Cities will eventually become a part of just about every campaign. Cities are important to D&D campaigns because they are centers of population, so naturally, they would be where players would go to do things such as seek out information, buy or sell items, and meet powerful figures in the political landscape.
Cities are typically daunting tasks for DMs to prep because of how much is going on in any city at a given time. If your players are off wandering the wilderness or crawling through a dungeon, you could get away with having a couple of random encounters planned and let the players do the rest. However, cities are full of NPCs and things to interact with. If your player wants to go find a Thieves’ Guild or talk to the ruler of the city and you haven’t planned for it, you could get into some flustered improvisation.
This guide is going to tackle how you can go about creating cities for your game in the most effective way possible so you don’t have to be stressed out by the sheer thought of taking your players to a populated area.

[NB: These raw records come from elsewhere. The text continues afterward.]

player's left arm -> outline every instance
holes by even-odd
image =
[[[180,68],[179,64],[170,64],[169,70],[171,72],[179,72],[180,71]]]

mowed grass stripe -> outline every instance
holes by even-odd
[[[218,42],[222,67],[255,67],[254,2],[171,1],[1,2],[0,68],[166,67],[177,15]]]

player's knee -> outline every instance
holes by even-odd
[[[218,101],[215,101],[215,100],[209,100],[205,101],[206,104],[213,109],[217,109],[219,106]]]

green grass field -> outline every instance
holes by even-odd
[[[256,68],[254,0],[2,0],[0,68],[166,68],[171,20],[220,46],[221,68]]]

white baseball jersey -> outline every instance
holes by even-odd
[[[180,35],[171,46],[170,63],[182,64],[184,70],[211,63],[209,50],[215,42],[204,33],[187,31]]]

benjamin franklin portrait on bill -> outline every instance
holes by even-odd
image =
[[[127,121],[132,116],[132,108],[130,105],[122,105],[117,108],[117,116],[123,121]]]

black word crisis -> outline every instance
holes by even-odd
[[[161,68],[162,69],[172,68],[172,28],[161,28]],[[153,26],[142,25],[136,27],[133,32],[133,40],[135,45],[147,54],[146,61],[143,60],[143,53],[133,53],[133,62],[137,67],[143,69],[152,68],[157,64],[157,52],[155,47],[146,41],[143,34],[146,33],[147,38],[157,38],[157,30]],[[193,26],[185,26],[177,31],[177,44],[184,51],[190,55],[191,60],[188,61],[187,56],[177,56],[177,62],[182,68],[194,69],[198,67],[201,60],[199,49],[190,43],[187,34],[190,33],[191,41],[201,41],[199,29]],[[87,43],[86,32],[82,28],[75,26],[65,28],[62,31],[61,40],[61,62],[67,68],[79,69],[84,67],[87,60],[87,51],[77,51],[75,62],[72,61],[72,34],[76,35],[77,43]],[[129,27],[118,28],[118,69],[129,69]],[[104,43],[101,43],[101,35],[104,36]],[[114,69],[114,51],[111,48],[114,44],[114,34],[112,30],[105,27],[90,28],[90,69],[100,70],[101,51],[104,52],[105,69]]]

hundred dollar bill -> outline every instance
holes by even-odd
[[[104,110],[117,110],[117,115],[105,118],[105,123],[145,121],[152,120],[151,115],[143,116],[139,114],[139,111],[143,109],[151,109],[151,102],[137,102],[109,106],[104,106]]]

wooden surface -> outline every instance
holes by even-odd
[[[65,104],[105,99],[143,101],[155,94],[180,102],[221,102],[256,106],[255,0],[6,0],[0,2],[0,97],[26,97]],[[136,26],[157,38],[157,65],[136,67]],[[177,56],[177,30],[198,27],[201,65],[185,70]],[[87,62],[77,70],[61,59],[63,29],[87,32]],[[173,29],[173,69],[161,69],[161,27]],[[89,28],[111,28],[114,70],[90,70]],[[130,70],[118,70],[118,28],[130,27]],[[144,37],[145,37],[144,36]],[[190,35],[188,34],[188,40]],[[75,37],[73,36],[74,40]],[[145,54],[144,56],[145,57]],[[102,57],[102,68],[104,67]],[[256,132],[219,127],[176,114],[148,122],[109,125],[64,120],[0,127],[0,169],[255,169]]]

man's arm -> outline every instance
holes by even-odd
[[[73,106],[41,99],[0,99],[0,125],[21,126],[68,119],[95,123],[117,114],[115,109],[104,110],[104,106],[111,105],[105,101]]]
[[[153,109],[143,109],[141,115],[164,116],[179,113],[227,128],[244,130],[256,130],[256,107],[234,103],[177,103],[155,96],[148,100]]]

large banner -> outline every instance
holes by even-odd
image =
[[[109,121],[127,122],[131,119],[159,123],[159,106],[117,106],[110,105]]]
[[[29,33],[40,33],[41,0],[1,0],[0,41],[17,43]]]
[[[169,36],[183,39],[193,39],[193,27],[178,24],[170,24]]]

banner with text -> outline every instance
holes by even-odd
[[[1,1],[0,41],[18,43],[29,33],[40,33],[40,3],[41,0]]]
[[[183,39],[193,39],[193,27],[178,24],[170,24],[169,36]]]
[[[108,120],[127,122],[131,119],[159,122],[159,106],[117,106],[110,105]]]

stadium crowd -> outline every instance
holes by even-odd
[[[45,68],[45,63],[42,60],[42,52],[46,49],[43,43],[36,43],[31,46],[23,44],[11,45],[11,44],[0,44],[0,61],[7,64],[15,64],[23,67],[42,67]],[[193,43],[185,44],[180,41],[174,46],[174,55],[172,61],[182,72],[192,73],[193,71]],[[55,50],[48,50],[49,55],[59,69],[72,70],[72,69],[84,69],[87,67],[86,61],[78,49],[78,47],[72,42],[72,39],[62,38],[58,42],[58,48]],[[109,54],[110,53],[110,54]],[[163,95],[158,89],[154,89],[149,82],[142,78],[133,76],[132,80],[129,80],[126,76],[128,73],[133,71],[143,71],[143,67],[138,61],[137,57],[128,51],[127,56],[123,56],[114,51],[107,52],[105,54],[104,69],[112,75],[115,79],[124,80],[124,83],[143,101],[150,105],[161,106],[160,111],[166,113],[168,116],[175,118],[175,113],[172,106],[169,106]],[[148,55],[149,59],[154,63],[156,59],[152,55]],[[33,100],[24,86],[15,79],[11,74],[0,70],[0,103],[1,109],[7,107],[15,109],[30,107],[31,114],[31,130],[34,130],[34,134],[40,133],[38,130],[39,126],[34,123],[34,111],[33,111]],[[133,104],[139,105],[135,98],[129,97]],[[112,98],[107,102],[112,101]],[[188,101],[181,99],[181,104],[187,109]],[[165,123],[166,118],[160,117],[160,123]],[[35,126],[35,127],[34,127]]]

In this article, we will be referring to “cities” a lot. This will be used as a general term to encompass small villages all the way up to a metropolis.
Planning Your City
Before you start drawing your city or writing down the various districts it will have, it’s always good to plan the purpose of your city, the external factors that are impacting your city, and the internal factors that are affecting its population.
Figuring out the city’s purpose is the single most important thing you can do when planning a city. Before you write down which shops are going to be available or the punny name of the tavern, make sure you know full and well what your city is accomplishing.
Is your city just a rest stop on a larger road trip? Is your city going to be attacked by a dragon? Starting with why will ensure you are able to include the right pieces in your city’s preparation and not get sidetracked writing a quest hook for each NPC.
External Factors Affecting the City
Once you have figured out why your city is being included in the campaign, you have to figure out where your city fits into the campaign.
Geography is important when it comes to cities. Even in today’s day and age, most major populated areas are close to a water source and are located on major trade routes. It’s hard to have a massive number of people together when there is no water and no way to get food.
Another thing to take into consideration are the ramifications of your campaign’s events on the city.
If your campaign focuses around a dark lord amassing an army to overthrow the current political system, it will likely have noticeable impacts on the general population. Maybe the city is packed with refugees because the countryside is no longer safe? Would the city have enough space and food stores for the increased demands of its people?
Acknowledging the outside factors influencing the city will make it feel more alive and reactive to the world around it, which will enhance immersiveness and will make the players’ time in the city feel more genuine.
Internal Factors Affecting the Population
Now that we have a macro understanding of our city, we have to start looking inside the city walls and figure out how the population would be reacting to the external factors it is faced with.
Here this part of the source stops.